Dali is our next stop set against its backdrop of Cangshan mountain. The hotel we stayed in is traditional crafted with an intricate set courtyard in the middle. It was my first experience of stunning snow scenery in China, and just when you thought it couldnt get any more beautiful it did. We travelled deeper into Yunnan province to Lijiang, an ancient town dating to the Ming dynasty, with a nice informal feel to it. In the evening we just sat out having coffee taking in the landscape of the awe inspiring Jade mountain backdrop. My favourite bit of the whole trip was the next leg through Tiger leaping Gorge and Shangri La. We split into 2 groups to make it easier to venture through this mountainous region on the winding roads approaching the Haba mountain region. The terrain one of deep canyons with altitude gradually ascending. Tiger leaping gorge was stunning, and as the sun went down so did the temperature, the air felt pure and the landscape magical.

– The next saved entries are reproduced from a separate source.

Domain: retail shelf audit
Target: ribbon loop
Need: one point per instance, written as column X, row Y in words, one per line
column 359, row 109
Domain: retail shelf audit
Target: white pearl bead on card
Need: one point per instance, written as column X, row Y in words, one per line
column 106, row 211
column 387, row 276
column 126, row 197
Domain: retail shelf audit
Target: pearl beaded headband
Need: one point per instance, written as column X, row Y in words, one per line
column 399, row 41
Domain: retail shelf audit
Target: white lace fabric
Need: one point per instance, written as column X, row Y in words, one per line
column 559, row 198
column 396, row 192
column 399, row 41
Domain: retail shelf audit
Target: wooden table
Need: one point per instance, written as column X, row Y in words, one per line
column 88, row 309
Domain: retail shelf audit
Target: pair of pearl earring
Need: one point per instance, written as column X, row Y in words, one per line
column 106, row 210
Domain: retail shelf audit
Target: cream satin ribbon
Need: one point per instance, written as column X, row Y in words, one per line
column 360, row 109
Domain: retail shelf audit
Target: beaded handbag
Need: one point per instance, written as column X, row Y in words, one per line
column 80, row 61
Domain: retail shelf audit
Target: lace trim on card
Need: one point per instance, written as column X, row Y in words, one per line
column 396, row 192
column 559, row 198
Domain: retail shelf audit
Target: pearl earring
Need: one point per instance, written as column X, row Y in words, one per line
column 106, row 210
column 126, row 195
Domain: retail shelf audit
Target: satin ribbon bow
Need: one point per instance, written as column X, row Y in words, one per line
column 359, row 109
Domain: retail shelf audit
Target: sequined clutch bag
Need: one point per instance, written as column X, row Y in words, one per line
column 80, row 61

As we approach Shangri La, the terrain becomes gradually more Tibetan with all signs now in Mandarin and Tibetan, and Tibetan architectural styles starting to creep in. For me what has made the whole experience special is the whole local interface, we were able to experience first hand the lives, the issues, the context of muslins in China, the local guides are people who live and breathe their culture. With sister Mariah guiding the experience it felt like we had indeed had a true glimpse into the lives of real Muslims living their lives in China, not some tourist perspective but a real perspective.